So konnte überhaupt ein Roman aus dem vierzehnten Jahrhundert wie die „Drei Reiche“, der Vorgänge aus dem ausgehenden dritten Jahrhundert schildert, so populär werden, dass bis heute jedes Kind seine Anekdoten und Charaktere kennt – und das, obwohl auch innerhalb des Romans sich die Zeitebenen durchdringen und laufend von irgendwelchen warnenden oder vorbildlichen Beispielen ein- oder zweitausend Jahre früher die Rede ist. Der jetzige Parteichef Xi Jinping soll das Buch, als er während der Kulturrevolution aufs Land verschickt worden war, seinen Genossen nacherzählt haben, und als Staatsmann empfiehlt er, wie vor ihm schon Mao und Deng, dringend seine Lektüre: Seine Figuren verkörperten die wichtigsten Werte des chinesischen Volks wie Loyalität, Demut und Entschlossenheit.

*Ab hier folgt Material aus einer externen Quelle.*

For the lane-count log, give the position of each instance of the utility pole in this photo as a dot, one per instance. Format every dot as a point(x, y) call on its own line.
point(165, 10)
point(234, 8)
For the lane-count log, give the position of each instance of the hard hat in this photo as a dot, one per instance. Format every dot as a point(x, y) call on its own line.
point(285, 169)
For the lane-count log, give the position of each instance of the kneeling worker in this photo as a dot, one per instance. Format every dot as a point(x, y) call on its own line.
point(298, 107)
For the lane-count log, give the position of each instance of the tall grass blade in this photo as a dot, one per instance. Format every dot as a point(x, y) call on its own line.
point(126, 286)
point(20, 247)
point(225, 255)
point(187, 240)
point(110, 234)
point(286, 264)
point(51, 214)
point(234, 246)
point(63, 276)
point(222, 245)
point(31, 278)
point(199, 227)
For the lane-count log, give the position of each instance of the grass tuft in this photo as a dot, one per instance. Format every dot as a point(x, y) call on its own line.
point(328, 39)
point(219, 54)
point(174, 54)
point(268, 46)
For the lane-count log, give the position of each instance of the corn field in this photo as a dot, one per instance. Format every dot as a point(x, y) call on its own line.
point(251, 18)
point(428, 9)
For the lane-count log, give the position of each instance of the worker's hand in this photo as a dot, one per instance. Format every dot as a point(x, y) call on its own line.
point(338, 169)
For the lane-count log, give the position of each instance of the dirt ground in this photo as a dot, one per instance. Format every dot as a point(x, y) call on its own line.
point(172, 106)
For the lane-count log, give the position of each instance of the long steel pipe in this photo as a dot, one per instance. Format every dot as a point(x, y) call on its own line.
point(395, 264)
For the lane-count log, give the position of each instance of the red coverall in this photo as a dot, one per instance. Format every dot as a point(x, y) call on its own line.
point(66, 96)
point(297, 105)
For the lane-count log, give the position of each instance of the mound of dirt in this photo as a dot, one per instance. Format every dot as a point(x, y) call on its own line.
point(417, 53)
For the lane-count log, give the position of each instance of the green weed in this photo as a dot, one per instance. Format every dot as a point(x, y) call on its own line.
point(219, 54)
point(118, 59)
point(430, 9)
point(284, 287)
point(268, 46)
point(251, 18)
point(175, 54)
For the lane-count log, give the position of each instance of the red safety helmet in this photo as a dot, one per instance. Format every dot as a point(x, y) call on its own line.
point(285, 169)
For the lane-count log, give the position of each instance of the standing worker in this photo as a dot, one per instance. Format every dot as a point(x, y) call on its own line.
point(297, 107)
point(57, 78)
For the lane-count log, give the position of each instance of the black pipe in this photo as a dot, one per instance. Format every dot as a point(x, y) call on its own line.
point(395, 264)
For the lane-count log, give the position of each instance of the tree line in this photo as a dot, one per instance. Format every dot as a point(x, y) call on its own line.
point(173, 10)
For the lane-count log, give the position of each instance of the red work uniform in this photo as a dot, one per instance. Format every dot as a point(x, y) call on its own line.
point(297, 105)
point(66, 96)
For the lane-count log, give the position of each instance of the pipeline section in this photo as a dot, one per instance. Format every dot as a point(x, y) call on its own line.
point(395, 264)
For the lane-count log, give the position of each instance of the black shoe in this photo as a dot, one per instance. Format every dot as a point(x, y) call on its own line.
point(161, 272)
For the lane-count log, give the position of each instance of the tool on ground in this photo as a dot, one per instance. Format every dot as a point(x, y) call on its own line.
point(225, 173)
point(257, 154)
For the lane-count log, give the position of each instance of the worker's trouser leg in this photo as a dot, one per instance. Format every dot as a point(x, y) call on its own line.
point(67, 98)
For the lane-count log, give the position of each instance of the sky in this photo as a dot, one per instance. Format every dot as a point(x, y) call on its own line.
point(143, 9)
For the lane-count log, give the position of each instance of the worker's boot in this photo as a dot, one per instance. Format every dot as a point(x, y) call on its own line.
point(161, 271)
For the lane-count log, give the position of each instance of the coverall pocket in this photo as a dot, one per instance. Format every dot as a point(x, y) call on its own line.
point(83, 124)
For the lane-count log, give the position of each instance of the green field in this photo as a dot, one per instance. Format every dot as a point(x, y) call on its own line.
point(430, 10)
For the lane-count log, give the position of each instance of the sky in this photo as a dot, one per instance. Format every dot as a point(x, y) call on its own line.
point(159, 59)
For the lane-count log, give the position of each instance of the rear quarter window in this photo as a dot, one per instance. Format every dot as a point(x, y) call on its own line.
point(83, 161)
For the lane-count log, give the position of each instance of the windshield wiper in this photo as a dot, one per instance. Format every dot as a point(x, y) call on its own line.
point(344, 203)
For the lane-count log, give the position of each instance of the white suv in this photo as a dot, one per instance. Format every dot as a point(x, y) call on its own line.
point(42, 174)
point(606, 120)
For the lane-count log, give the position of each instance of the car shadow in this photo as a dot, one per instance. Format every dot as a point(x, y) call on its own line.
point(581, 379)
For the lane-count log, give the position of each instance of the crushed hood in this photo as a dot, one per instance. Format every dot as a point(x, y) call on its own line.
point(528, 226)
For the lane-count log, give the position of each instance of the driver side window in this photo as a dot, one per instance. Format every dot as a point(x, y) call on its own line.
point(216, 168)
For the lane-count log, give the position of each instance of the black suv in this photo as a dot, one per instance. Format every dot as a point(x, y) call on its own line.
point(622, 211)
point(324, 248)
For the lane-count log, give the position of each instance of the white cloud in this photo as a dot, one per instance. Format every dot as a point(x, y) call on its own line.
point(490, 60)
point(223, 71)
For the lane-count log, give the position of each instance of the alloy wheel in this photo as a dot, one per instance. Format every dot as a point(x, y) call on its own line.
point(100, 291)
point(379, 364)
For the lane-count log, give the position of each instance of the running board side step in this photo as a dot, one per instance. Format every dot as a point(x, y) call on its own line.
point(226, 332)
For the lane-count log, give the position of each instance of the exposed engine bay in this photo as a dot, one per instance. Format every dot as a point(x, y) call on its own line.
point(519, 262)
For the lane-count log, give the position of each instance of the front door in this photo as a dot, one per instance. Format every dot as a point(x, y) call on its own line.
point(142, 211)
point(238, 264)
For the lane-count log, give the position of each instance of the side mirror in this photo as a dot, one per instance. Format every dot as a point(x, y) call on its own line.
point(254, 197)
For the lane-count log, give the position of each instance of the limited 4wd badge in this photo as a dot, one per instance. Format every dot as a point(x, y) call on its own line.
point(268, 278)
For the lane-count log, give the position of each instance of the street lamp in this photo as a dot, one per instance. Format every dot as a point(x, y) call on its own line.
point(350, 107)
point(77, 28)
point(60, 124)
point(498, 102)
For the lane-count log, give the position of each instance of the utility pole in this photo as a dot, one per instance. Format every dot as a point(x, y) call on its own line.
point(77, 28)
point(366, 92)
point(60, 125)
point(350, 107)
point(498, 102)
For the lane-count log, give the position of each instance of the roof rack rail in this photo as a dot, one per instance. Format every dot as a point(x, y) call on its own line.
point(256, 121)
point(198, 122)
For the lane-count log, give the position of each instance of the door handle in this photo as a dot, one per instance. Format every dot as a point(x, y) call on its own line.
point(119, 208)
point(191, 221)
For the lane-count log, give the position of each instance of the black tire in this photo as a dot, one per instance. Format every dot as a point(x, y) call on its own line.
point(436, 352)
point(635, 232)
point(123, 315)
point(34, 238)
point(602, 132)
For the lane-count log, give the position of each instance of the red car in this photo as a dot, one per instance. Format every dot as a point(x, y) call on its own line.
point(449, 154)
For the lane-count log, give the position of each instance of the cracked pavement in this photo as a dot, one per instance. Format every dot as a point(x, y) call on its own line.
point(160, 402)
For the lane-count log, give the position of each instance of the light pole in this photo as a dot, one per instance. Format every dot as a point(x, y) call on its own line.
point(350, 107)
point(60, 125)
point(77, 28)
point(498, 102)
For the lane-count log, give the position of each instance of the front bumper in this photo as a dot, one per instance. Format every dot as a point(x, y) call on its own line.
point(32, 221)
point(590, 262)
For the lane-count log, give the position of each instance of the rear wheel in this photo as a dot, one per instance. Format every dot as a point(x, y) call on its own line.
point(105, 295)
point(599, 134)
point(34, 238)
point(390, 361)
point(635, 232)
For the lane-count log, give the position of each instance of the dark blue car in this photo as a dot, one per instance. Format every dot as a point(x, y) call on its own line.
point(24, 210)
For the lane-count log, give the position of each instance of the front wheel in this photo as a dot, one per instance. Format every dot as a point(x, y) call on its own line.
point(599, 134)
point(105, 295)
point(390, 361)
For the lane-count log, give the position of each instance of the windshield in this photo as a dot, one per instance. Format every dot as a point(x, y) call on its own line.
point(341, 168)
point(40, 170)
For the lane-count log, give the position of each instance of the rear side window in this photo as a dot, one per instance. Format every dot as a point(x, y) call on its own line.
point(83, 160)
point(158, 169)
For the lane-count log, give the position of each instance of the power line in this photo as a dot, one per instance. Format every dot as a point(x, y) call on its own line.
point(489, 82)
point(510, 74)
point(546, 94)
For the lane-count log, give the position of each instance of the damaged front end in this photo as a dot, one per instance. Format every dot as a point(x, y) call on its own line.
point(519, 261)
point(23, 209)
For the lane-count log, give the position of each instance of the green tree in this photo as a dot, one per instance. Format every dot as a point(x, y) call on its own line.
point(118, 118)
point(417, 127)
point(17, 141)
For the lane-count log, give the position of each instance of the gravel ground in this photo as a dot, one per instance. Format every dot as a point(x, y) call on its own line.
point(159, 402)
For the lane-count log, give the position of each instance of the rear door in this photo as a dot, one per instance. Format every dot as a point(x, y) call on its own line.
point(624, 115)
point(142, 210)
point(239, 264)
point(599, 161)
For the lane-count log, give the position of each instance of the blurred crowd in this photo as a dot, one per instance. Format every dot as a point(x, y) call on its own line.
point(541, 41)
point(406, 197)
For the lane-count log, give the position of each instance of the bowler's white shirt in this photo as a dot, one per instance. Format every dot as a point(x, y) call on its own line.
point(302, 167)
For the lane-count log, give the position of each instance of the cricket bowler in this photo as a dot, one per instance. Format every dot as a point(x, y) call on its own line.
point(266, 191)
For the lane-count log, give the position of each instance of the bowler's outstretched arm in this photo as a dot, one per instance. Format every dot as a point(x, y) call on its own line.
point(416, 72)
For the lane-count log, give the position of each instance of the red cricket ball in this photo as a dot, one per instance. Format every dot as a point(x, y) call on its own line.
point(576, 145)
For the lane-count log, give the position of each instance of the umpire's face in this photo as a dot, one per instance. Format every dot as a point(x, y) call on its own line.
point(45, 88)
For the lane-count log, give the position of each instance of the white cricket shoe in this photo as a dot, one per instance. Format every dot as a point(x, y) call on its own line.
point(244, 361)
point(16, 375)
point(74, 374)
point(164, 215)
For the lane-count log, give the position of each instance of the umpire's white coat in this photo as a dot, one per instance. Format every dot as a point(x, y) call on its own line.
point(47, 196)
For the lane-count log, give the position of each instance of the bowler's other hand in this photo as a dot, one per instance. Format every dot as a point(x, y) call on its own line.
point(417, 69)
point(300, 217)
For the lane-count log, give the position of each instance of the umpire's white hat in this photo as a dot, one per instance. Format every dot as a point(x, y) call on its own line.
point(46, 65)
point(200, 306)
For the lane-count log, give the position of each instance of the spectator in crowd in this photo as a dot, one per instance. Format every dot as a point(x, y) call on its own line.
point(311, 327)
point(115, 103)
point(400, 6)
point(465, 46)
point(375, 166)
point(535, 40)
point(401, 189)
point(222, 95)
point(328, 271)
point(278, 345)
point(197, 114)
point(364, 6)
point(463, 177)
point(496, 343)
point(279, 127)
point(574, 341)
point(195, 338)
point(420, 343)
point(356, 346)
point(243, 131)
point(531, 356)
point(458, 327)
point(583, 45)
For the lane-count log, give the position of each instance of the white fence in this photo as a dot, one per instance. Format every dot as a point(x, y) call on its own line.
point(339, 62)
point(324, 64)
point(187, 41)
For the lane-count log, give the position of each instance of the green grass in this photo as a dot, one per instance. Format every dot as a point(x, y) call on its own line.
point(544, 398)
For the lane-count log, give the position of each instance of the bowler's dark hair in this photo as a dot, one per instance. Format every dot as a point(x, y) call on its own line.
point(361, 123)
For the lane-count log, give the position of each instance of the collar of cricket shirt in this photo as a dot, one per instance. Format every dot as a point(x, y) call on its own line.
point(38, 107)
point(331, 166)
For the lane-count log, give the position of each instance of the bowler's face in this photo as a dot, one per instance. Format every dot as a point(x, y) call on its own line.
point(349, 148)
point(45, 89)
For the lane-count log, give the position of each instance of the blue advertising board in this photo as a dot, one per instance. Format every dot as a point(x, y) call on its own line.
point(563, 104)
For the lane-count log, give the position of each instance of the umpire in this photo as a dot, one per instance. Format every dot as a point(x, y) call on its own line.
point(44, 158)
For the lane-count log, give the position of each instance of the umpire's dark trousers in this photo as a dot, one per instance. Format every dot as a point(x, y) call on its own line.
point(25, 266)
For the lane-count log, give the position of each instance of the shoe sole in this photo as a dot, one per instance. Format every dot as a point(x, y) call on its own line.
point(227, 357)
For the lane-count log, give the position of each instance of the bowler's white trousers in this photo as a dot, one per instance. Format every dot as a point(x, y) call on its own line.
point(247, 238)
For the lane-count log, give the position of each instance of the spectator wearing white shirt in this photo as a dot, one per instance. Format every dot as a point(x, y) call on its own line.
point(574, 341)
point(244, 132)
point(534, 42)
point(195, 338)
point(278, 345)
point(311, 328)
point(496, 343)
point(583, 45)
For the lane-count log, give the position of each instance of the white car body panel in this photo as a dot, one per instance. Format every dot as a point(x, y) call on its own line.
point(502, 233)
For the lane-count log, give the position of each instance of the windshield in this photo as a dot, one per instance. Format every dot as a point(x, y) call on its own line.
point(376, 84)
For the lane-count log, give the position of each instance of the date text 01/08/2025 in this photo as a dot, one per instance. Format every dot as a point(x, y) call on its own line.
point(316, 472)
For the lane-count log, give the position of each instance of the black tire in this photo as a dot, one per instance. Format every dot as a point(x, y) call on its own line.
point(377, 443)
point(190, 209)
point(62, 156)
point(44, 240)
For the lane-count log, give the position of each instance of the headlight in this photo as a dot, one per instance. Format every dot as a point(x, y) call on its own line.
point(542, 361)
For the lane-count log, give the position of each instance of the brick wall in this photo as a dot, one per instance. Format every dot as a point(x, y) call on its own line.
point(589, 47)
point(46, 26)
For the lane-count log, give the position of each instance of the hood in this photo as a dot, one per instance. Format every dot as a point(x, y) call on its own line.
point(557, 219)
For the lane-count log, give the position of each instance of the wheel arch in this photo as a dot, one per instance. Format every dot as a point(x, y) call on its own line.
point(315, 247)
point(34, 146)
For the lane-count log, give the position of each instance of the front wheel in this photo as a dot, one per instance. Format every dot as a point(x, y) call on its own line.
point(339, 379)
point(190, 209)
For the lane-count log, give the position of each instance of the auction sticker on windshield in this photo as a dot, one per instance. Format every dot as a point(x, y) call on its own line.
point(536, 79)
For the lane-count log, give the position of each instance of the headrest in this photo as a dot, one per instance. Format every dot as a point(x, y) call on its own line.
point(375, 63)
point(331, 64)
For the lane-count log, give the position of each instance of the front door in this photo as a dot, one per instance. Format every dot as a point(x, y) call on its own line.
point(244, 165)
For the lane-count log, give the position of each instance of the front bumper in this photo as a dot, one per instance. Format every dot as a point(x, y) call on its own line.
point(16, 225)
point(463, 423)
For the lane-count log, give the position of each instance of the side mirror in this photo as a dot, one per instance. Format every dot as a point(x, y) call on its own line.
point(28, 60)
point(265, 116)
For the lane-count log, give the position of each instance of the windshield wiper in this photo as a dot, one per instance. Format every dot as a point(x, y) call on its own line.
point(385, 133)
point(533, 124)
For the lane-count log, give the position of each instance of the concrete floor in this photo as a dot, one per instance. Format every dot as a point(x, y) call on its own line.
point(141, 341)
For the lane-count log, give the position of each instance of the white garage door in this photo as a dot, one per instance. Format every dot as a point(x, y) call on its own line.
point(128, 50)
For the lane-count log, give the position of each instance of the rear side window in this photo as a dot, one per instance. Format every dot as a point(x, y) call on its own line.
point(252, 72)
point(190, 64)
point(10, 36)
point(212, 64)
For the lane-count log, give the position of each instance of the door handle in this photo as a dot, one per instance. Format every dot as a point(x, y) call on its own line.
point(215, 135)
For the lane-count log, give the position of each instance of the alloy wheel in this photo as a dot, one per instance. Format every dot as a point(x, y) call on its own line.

„Von welchem anderen Land in der Welt“, schreibt der Historiker Wang Gungwu, „kann gesagt werden, dass Schriften über seine auswärtigen Beziehungen von vor zweitausend Jahren oder auch nur tausend Jahren heute derart bezwingend lebendig wirken?“ Die Evidenz dieser Gegenwärtigkeit wirkt schon durch die Schriftzeichen, in die viele zu Sprichwörtern geronnene Ereignisse der überlieferten Geschichte eingegangen sind. Allein die ideographischen Symbole, bemerkte der Philosoph Tu Wei-ming, verschafften zum Beispiel den Texten von Sima Qian, dem Historiographen der Han-Dynastie, „eine Empfindung von Realität, als ob ihre Gegenwärtigkeit für immer in den Text eingeschrieben wäre“.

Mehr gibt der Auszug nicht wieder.